We argue that the limitations of the evidence base are due not simply to an absence of evidence, but also to a prior lack of definitional and conceptual clarity concerning applications of choice architecture to public health intervention. This has hampered the potential for systematic assessment of existing evidence. By seeking to address this issue, we demonstrate how our definition and typology have enabled systematic identification and preliminary mapping of a large body of available evidence for the effects of choice architecture interventions. We discuss key implications for further primary research, evidence synthesis and conceptual development to support the design and evaluation of such interventions.
This conceptual groundwork provides a foundation for future research to investigate the effectiveness of choice architecture interventions within micro-environments for changing health behaviour. The approach we used may also serve as a template for mapping other under-explored fields of enquiry.

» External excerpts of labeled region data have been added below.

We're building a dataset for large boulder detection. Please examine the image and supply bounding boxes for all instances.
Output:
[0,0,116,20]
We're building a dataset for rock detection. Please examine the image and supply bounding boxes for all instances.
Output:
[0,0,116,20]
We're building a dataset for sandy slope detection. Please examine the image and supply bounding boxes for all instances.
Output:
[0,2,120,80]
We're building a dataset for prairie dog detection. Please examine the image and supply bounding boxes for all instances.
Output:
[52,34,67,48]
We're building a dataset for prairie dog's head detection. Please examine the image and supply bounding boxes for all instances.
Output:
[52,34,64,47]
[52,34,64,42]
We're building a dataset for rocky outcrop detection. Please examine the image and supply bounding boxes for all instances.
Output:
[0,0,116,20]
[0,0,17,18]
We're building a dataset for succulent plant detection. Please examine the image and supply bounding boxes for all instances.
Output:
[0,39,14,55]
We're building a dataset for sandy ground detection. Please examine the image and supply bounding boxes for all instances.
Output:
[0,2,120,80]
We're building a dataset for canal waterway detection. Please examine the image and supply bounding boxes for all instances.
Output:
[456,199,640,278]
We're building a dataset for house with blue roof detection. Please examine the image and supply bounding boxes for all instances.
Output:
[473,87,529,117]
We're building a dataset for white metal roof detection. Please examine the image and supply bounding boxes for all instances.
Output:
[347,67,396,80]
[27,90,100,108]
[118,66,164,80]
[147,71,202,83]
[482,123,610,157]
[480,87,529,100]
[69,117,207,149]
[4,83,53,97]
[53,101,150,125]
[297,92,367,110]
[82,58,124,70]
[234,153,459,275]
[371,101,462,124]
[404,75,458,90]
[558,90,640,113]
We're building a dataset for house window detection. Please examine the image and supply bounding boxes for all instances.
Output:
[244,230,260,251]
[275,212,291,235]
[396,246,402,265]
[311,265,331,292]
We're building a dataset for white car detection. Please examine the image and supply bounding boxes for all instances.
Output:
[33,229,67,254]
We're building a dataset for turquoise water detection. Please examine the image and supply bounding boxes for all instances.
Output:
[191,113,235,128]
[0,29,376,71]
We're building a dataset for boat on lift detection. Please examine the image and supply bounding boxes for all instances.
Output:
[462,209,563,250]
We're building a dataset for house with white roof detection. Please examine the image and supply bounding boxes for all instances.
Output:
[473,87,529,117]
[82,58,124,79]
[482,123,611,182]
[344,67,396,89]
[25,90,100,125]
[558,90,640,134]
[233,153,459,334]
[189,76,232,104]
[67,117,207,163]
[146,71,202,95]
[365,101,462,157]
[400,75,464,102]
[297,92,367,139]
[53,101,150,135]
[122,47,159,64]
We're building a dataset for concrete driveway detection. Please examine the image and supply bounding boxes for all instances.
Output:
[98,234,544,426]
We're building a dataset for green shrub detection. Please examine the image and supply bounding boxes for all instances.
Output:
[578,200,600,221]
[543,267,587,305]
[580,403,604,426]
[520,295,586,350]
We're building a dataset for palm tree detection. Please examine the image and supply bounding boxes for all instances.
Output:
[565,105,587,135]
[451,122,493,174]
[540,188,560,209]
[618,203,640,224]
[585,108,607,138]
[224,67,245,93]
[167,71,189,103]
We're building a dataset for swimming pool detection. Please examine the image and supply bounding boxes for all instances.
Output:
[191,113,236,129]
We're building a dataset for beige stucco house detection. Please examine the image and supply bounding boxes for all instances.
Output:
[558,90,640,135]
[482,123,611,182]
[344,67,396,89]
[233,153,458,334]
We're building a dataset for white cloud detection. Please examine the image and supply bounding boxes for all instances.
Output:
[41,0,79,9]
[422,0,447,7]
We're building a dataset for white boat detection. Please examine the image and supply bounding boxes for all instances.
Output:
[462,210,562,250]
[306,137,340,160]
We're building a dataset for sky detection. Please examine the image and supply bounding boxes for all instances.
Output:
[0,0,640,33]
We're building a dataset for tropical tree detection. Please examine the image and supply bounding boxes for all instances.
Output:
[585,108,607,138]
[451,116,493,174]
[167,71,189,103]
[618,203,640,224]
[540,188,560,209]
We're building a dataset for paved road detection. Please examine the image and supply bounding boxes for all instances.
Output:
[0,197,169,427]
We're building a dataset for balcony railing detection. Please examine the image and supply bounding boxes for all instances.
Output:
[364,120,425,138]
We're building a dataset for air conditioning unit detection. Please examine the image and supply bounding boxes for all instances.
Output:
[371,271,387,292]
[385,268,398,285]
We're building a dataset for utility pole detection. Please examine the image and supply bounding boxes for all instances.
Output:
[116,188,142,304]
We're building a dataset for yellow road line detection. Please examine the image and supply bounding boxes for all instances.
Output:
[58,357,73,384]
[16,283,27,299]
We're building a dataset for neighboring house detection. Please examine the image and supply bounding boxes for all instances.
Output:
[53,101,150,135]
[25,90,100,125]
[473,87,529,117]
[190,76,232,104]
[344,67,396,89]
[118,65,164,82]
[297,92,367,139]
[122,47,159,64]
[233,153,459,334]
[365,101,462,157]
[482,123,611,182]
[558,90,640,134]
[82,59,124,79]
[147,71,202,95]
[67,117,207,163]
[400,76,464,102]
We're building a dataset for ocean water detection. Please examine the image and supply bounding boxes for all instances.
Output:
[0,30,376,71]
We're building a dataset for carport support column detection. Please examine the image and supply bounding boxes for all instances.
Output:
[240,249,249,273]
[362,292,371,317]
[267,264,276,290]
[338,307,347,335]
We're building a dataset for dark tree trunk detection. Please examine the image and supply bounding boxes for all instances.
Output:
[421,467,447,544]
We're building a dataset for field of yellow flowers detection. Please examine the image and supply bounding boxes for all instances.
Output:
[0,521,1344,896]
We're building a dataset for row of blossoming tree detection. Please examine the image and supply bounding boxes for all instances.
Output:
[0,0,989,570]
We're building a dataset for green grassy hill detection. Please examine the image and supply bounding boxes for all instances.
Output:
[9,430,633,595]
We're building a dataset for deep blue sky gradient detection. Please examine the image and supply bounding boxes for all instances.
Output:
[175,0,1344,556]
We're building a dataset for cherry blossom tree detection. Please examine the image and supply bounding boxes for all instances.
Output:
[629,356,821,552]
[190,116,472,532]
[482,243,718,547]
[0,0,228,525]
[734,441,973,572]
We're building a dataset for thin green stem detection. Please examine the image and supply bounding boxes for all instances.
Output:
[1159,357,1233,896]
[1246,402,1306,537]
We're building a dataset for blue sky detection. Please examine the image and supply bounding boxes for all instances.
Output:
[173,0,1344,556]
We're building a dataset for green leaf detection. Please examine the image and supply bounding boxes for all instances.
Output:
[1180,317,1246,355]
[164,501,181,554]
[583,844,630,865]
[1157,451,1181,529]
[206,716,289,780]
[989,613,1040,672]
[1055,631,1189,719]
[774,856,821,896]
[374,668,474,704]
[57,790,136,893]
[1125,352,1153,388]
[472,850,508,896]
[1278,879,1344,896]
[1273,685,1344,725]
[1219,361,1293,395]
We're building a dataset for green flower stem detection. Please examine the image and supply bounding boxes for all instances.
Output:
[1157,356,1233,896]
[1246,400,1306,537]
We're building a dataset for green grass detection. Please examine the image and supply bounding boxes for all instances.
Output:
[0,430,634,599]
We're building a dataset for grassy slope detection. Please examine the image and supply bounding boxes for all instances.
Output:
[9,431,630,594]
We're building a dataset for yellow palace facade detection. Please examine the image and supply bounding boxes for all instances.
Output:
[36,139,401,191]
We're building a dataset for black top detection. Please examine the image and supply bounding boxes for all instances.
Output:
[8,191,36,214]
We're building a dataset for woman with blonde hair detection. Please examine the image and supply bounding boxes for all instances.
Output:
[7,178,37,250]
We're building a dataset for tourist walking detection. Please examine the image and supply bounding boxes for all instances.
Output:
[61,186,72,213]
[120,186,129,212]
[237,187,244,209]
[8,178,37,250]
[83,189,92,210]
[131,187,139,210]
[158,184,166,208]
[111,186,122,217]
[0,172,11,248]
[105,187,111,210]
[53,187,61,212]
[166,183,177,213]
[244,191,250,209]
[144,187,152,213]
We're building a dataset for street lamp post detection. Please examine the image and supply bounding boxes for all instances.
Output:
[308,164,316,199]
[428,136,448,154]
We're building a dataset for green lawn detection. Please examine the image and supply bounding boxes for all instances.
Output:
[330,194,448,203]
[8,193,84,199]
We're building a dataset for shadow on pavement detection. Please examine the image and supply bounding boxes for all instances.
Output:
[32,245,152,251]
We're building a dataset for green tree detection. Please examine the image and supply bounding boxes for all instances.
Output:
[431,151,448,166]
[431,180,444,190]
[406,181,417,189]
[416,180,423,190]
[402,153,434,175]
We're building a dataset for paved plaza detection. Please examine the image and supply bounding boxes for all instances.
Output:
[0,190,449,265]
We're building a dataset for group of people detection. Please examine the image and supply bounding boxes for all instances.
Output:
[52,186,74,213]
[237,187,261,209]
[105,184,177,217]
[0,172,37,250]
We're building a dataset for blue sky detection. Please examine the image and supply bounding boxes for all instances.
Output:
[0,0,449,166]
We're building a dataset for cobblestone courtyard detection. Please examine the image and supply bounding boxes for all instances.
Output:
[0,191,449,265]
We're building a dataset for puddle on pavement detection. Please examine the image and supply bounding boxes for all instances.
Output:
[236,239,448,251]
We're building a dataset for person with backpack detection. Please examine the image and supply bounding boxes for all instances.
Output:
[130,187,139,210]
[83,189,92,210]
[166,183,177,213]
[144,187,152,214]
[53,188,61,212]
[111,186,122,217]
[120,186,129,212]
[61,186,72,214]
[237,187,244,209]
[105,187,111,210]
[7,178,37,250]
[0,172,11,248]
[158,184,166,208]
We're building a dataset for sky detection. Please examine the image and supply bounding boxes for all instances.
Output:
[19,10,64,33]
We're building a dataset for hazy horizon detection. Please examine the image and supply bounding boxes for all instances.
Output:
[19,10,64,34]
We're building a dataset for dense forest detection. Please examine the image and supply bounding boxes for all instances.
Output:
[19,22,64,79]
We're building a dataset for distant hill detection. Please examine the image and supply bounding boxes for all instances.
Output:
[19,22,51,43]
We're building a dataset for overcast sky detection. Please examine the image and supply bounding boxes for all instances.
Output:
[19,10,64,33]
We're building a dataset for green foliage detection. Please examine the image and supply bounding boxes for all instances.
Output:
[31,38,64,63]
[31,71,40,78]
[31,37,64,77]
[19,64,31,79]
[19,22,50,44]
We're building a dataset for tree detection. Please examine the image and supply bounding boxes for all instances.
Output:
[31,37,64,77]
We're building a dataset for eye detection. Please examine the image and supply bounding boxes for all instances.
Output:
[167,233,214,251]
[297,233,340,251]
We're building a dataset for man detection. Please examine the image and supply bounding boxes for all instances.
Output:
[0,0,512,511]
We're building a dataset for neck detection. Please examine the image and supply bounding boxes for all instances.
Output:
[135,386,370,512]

Changing patterns of behaviour to reduce the prevalence and burden of non-communicable diseases linked to poor diet, lack of physical activity, alcohol consumption and smoking is one of the most important global health challenges of the 21st Century. Increasingly it is recognised that physical and social environments contribute greatly to these behaviours and, correspondingly, that altering these environments may be an important catalyst for change . The idea that behaviour could be changed in predictable ways by changing the environments within which people make choices – choice architecture – is not new, having been a core focus of psychological and behavioural sciences over the past century . It received considerable impetus from the publication in 2008 of the book ‘Nudge: Improving decisions about health, wealth and happiness’ , and has subsequently gained traction in policy circles [4, 5]. However, empirical evidence to support the effectiveness of such approaches is limited , especially as it applies to interventions designed to change population health behaviour. We propose that this is not primarily due to an absence of evidence, but rather to a lack of definitional and conceptual clarity concerning applications of choice architecture to public health intervention. Without such clarity, attempts to develop and evaluate the effects of scalable interventions are severely hampered .
In health research, the term ‘choice architecture’ (and the related term ‘nudging’) has previously been broadly applied to refer to a range of intervention types across multiple behavioural and environmental contexts [2, 3, 7, 8]. We focus here on one specific context that has been a core focus of the literature to date, namely interventions that involve altering small-scale physical and social environments, or micro-environments  — principally those within buildings such as restaurants, workplaces, homes and shops — to cue healthier behaviour. Following others, we consider micro-environments to be settings in which people may gather for specific purposes and in which they may acquire or consume food, alcohol, tobacco or be physically active . For example, changing the size of plates, bowls or glasses, or placing less healthy foods further away from customers in a cafeteria, may influence the amounts and types of food selected and consumed . Similarly, increasing the time taken for elevator doors to close may increase the likelihood of people using the stairs instead . It is proposed that interventions of this kind typically require little conscious engagement on the part of the individual to realise their intended effects, mainly working via automatic or non-conscious psychological processes [2, 12, 13]. Being less dependent on recipients’ literacy, numeracy and self-regulatory skills, which are generally lower in those who are more deprived [14–16], they may also have the potential to reduce health inequalities .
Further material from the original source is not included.